In the evening we were in a shady part of Oakland at the metal oasis that is 'Eli's Mile High Club' working the door for Midnight Chaser. I nearly didn't get to work the door because I forgot my id. Is that ironic? I've forgotten how all that irony stuff works. Having convinced the bouncer I was over 21 we spent the evening drinking Olympia Beer and taking money on the door whilst three metal bands shredded to varying degrees in the background. The first band Lechourous Gaze were pretty enjoyable - I struggle a bit with guitar solos but when they reigned those in a bit they were pretty tight. Midnight Chaser were a joyous mighty noise - taking the Awesome Righteous Shredding of the Evening award (A.R.S.E) - the lad Scott on vocals seems to have channeled all of the best bits of Rob Halford (rock fist of justice n' all) and seems to possess the lungs of a gargantuan behemoth at least twice his stature.
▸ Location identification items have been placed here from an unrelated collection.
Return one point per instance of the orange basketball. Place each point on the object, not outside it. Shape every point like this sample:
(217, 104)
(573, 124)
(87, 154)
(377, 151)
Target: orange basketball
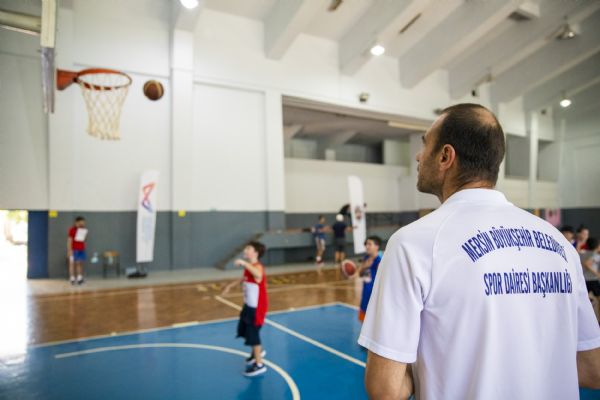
(348, 268)
(153, 90)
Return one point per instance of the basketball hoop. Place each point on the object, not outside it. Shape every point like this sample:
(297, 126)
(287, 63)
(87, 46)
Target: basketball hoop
(104, 91)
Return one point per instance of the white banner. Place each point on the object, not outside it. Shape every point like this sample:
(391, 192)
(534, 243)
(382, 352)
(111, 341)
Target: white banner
(358, 212)
(146, 224)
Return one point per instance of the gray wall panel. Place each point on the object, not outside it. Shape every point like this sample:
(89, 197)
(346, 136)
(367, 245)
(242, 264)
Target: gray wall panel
(590, 217)
(107, 231)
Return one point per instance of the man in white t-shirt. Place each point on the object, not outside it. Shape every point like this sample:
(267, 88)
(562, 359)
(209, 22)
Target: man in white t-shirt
(487, 300)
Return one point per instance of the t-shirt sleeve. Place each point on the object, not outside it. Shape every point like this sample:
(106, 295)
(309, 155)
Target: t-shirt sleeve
(588, 331)
(393, 322)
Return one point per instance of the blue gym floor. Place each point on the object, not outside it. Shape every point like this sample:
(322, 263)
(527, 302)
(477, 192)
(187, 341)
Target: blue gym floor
(311, 354)
(202, 361)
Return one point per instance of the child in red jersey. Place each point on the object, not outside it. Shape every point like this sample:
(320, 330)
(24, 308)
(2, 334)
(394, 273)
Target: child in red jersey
(253, 314)
(76, 250)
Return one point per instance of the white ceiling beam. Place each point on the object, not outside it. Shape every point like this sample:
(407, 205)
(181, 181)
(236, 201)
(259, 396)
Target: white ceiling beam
(514, 45)
(289, 131)
(582, 103)
(285, 21)
(185, 19)
(336, 139)
(431, 15)
(570, 82)
(551, 60)
(382, 17)
(463, 27)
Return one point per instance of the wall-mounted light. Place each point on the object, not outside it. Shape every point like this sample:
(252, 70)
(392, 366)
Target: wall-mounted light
(377, 50)
(565, 101)
(189, 4)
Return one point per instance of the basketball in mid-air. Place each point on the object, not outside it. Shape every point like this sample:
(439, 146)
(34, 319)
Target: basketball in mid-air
(153, 90)
(348, 268)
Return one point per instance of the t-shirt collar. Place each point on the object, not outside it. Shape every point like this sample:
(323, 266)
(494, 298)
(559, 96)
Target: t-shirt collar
(477, 195)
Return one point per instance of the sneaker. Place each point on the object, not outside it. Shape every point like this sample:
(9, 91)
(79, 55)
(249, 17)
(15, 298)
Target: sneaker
(255, 369)
(250, 360)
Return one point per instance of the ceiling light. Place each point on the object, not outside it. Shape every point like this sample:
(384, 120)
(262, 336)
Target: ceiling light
(334, 5)
(189, 4)
(377, 50)
(407, 126)
(565, 101)
(566, 32)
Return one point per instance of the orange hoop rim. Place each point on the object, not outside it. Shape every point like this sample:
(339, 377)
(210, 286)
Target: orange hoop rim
(65, 78)
(93, 71)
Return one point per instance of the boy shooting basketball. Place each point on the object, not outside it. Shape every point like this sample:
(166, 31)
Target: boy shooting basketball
(255, 307)
(368, 270)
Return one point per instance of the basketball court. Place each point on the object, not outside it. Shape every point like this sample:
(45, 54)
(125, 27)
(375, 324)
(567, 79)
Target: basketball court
(162, 136)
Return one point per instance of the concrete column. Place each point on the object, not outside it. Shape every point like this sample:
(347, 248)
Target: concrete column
(534, 131)
(275, 160)
(182, 140)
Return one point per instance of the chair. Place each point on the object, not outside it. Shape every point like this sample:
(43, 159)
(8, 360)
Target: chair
(111, 259)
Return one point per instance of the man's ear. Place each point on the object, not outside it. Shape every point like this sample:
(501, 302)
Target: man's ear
(447, 157)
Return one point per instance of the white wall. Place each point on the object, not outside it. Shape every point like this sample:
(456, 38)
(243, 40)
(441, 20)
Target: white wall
(322, 186)
(229, 166)
(579, 175)
(229, 49)
(23, 130)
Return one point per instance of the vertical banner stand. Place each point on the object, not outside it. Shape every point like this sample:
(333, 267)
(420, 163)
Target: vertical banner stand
(146, 220)
(358, 213)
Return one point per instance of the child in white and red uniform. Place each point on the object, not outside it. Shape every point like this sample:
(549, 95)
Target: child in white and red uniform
(253, 314)
(76, 250)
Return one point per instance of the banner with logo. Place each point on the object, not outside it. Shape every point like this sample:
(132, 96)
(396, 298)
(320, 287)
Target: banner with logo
(146, 222)
(358, 213)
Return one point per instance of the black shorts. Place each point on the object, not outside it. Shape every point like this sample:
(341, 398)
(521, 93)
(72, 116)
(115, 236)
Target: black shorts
(340, 244)
(246, 327)
(593, 286)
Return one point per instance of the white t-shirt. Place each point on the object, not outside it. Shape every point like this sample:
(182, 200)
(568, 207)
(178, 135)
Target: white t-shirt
(489, 300)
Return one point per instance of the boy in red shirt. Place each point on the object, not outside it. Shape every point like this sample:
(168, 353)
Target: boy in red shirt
(76, 250)
(253, 314)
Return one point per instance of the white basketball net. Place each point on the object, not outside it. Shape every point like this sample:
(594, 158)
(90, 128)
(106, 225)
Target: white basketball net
(104, 94)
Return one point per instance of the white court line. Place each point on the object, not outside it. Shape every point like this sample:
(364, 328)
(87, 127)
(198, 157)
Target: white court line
(299, 335)
(173, 326)
(288, 379)
(341, 303)
(150, 330)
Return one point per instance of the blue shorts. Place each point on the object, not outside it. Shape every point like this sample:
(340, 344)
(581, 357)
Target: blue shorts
(78, 255)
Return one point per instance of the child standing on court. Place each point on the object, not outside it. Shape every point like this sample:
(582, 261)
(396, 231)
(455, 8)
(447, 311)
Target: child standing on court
(76, 250)
(368, 270)
(318, 232)
(255, 307)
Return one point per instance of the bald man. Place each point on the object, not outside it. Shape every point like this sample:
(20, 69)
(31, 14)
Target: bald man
(487, 300)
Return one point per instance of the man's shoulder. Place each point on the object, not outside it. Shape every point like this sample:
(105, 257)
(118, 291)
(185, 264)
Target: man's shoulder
(425, 228)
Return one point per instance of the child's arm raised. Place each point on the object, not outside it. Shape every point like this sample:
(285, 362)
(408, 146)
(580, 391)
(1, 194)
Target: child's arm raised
(231, 284)
(255, 271)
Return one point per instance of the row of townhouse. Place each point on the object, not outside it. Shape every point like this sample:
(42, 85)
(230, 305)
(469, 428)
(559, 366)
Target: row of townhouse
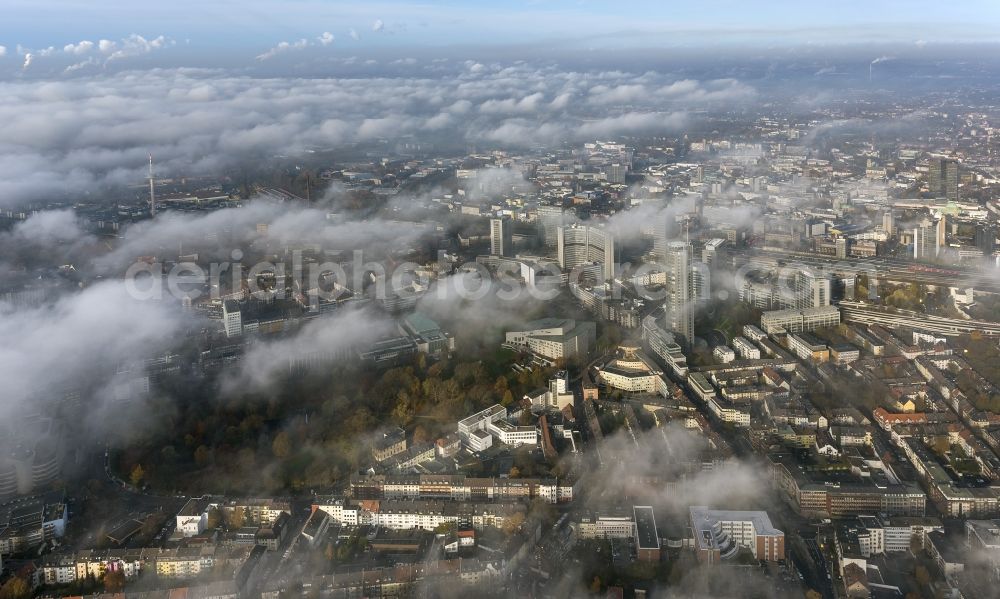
(407, 514)
(174, 564)
(459, 487)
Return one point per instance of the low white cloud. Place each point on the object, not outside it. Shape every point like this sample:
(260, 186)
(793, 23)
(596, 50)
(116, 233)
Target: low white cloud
(80, 48)
(283, 47)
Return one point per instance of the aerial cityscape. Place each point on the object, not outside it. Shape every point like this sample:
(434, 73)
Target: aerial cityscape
(535, 299)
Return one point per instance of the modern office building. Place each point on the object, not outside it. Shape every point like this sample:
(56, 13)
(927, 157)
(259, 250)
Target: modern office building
(554, 338)
(549, 220)
(579, 245)
(943, 177)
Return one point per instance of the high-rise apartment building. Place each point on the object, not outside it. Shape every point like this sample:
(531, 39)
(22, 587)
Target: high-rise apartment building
(501, 237)
(680, 292)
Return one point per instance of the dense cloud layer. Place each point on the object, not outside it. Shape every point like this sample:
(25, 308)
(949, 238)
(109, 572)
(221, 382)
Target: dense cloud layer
(65, 138)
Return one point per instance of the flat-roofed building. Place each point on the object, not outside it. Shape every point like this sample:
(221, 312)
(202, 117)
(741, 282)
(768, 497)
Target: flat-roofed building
(808, 347)
(720, 534)
(796, 321)
(647, 537)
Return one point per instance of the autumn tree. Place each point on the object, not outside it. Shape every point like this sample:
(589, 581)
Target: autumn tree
(15, 588)
(137, 475)
(281, 447)
(114, 581)
(595, 585)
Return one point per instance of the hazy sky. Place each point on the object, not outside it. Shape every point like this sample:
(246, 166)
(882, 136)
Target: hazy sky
(255, 25)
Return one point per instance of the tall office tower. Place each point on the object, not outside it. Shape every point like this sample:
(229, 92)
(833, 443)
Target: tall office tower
(550, 219)
(940, 234)
(152, 191)
(664, 232)
(812, 290)
(581, 244)
(924, 240)
(942, 178)
(713, 253)
(841, 247)
(616, 172)
(501, 237)
(889, 223)
(679, 304)
(986, 238)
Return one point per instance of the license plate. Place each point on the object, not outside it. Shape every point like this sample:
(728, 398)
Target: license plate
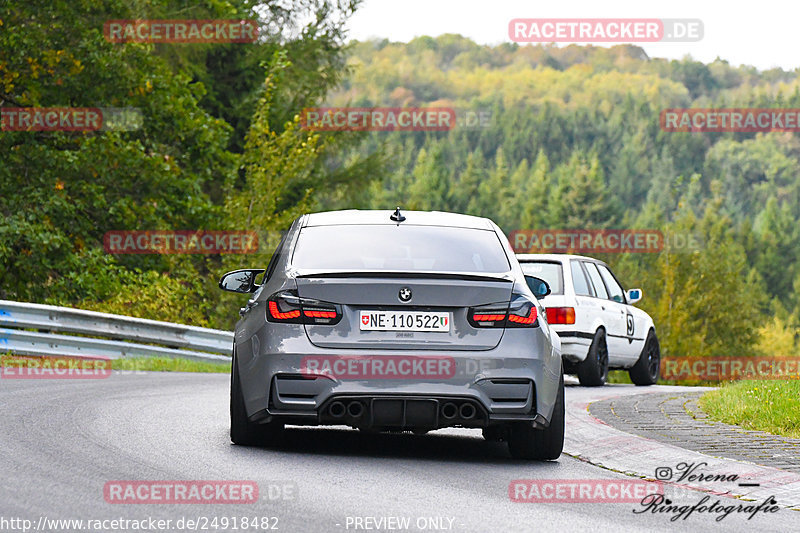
(404, 321)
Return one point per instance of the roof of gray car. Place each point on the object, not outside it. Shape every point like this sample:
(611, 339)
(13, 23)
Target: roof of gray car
(415, 218)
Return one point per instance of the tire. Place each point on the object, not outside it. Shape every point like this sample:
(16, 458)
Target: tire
(593, 371)
(645, 371)
(546, 444)
(244, 432)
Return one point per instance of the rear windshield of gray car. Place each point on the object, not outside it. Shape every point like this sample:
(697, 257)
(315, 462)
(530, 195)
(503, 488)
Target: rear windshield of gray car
(403, 248)
(549, 272)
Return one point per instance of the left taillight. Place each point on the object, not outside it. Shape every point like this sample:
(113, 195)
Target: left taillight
(287, 307)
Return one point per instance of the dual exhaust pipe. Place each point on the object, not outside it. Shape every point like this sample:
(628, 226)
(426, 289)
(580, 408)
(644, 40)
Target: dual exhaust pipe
(337, 409)
(449, 411)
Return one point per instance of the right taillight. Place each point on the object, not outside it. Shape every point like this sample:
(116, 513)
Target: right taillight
(287, 307)
(560, 315)
(518, 313)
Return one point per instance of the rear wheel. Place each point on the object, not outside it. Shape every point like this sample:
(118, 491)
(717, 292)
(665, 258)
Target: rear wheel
(593, 371)
(243, 431)
(546, 444)
(645, 371)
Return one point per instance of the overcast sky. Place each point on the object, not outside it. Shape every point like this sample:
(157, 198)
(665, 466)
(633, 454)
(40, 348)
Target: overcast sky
(764, 34)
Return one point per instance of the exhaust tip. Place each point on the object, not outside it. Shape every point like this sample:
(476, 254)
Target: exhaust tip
(449, 410)
(467, 411)
(355, 409)
(336, 409)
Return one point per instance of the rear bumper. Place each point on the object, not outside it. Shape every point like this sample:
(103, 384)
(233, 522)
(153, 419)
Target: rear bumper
(575, 345)
(509, 383)
(320, 401)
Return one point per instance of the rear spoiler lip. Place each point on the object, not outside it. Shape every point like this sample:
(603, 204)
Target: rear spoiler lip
(466, 276)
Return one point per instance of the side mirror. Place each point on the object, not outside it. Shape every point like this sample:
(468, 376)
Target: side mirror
(240, 280)
(539, 287)
(634, 295)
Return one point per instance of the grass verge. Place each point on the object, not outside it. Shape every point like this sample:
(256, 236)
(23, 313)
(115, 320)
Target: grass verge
(771, 406)
(168, 364)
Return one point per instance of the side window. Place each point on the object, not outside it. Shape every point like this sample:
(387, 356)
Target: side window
(597, 281)
(579, 280)
(615, 291)
(276, 255)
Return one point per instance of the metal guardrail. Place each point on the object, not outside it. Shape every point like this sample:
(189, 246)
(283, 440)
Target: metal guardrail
(124, 334)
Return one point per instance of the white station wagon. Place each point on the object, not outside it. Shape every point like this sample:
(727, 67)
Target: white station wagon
(600, 329)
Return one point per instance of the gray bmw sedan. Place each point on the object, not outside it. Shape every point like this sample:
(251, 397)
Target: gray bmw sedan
(396, 321)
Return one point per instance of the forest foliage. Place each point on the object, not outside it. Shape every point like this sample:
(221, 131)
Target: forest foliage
(573, 141)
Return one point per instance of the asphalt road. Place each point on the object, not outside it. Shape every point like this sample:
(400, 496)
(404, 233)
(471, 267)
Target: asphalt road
(61, 441)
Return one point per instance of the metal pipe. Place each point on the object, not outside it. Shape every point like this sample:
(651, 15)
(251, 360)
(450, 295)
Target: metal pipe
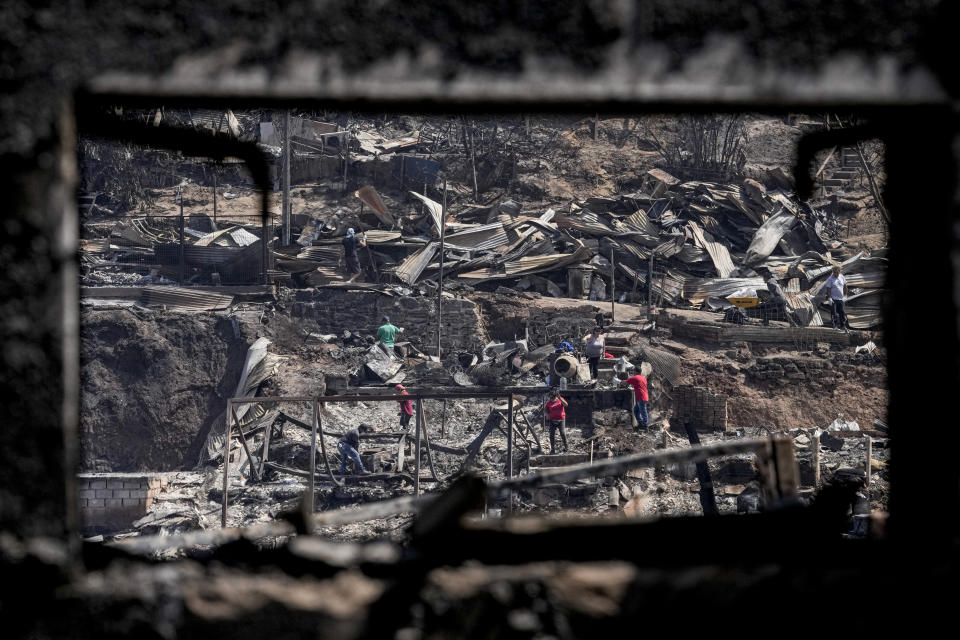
(226, 463)
(285, 211)
(443, 227)
(416, 477)
(510, 447)
(313, 455)
(183, 264)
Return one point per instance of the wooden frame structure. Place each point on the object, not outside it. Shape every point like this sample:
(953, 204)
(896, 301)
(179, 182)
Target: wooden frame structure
(421, 433)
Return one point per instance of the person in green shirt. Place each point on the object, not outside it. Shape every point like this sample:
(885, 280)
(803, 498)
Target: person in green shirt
(387, 333)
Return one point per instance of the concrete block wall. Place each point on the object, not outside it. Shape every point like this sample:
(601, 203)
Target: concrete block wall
(707, 411)
(361, 311)
(110, 501)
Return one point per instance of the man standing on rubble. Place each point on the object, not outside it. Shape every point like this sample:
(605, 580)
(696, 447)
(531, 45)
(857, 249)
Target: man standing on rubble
(640, 396)
(595, 346)
(387, 333)
(350, 244)
(836, 288)
(557, 416)
(406, 407)
(349, 448)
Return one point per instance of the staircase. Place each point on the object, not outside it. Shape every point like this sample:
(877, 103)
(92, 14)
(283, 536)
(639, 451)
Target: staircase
(849, 170)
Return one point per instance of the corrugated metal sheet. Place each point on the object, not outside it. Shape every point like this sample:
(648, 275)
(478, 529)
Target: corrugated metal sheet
(585, 222)
(696, 290)
(326, 253)
(718, 253)
(183, 299)
(372, 199)
(411, 268)
(486, 236)
(767, 237)
(435, 209)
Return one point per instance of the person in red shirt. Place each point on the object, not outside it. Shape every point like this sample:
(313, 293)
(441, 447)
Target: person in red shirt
(406, 407)
(557, 417)
(641, 397)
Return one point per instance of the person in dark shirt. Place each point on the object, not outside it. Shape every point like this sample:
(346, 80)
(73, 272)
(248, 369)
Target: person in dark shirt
(350, 244)
(349, 446)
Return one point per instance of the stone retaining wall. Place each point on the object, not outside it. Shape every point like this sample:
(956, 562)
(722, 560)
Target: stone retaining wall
(361, 312)
(112, 501)
(707, 411)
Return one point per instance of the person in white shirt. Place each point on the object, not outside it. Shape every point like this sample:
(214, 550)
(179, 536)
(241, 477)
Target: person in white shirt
(836, 288)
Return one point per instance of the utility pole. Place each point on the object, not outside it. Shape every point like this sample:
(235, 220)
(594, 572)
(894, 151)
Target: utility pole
(214, 197)
(613, 289)
(285, 213)
(443, 226)
(183, 267)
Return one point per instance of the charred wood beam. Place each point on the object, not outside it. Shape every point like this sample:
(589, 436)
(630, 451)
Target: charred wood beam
(622, 464)
(352, 479)
(707, 500)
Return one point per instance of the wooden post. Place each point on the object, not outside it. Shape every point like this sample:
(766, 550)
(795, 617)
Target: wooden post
(346, 158)
(285, 207)
(214, 197)
(650, 285)
(473, 165)
(510, 446)
(443, 419)
(613, 289)
(416, 455)
(246, 449)
(226, 464)
(443, 227)
(815, 457)
(315, 426)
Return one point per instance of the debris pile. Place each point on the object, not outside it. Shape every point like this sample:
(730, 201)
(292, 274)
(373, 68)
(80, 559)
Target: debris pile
(703, 242)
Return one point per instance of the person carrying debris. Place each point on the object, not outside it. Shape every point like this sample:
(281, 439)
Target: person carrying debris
(641, 397)
(387, 333)
(406, 407)
(595, 346)
(349, 446)
(350, 244)
(836, 288)
(557, 416)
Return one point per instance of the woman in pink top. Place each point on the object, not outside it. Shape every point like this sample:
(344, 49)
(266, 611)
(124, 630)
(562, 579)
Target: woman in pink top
(641, 397)
(557, 417)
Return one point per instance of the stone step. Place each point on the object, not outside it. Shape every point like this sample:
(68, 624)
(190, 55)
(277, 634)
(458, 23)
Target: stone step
(622, 338)
(844, 174)
(555, 460)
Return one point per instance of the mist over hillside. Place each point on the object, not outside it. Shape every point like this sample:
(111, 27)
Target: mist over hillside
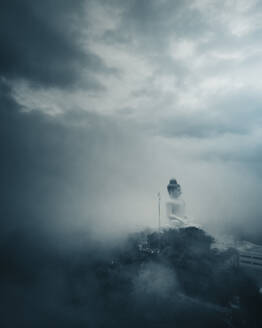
(173, 279)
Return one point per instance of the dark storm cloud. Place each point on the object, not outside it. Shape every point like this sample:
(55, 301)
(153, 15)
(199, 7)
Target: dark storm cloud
(41, 42)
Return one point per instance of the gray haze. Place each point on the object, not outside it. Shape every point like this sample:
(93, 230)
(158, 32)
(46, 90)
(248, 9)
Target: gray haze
(103, 101)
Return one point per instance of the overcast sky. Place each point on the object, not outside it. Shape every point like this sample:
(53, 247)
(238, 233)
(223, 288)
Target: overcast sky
(103, 101)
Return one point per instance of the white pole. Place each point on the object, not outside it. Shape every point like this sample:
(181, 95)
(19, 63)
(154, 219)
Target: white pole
(159, 217)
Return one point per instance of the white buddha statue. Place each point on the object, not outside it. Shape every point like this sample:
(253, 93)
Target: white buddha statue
(175, 206)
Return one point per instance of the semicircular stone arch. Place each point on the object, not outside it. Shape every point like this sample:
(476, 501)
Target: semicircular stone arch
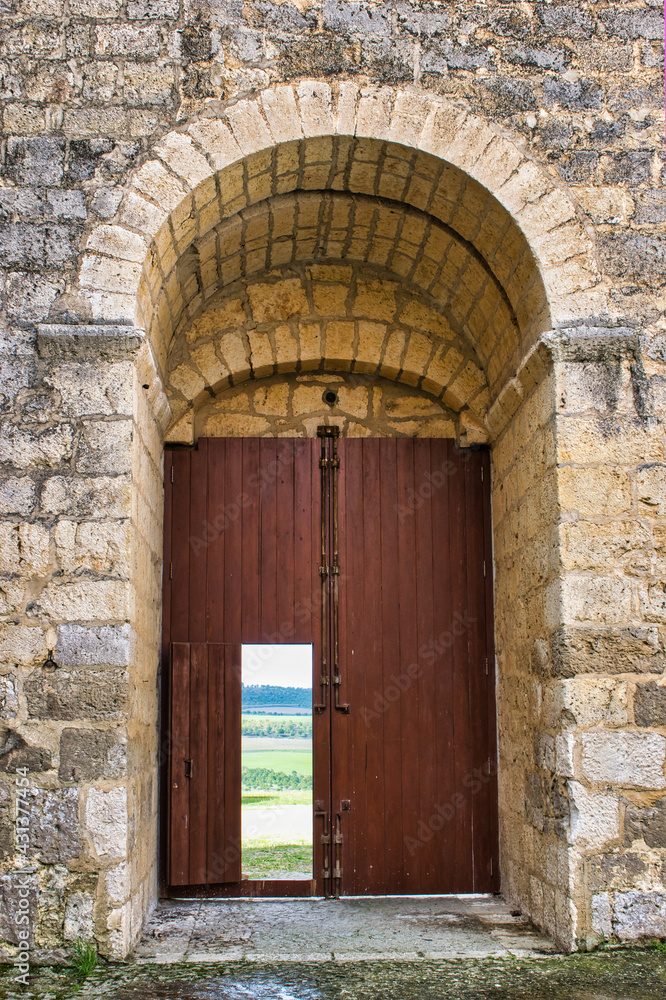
(482, 233)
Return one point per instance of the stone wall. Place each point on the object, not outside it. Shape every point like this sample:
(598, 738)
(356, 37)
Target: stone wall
(438, 185)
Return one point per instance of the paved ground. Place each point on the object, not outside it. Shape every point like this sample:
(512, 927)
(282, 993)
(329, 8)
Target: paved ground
(347, 930)
(623, 975)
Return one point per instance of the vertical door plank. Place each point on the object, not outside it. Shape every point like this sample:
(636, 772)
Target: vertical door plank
(446, 724)
(198, 530)
(426, 735)
(374, 840)
(180, 548)
(216, 844)
(234, 500)
(285, 543)
(232, 761)
(461, 704)
(490, 652)
(481, 835)
(179, 752)
(198, 756)
(410, 665)
(268, 527)
(216, 539)
(252, 569)
(391, 687)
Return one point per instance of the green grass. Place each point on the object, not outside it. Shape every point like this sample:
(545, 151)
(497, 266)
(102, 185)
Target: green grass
(84, 959)
(280, 760)
(285, 797)
(266, 860)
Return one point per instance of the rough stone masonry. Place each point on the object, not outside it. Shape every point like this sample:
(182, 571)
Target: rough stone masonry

By which I mean he can sing. As for the last band - I wasn't so keen - I couldn't quite grasp their name either. I've seen Anvil. I appreciate they've probably been paying dues forever but it just made me a bit sad. Plus all that daytime boozing for the football caught up with me.


I was going to write more than this but we're currently cat-sitting in a food-free flat in the Tenderloin, it's half one in the afternoon and I'm dead hungry. You are saved for now...

Wednesday 1 June 2011

Richard Brautigan portrait

I have a fair bit of artwork to put up on the blog from a fortnight of drawing but I'm still without Photoshop so even the simplest cropping and colour tweaks are proving tricky. In the meantime here's a speedy portrait I did of Richard Brautigan based on the cover of his classic novel 'Trout Fishing in America'. On a recommendation I managed to find a beaten up copy in Phoenix Books in Noe Valley yesterday for a few dollars; after a couple of weeks of creative inspiration last night I was blank so I reached for the nearest thing to draw. Richard Brautigan cuts a lean and dandy figure in the photograph which incidentally was taken in San Francisco's Washington Square. The same cannot be said for his female companion - all I'm saying is don't shoot the illustrator...

The portrait was done with dipping pen and indian ink with an additional ink wash. For some reason the darker washes bled a bit - I'm not sure if this was from erasing the pencil lines after the line-work had been completed [prior to the washes] - I know sometimes if I erase pencil lines prior to doing my line work this can make the paper more prone to bleeding. Any technical guidance would be greatly appreciated.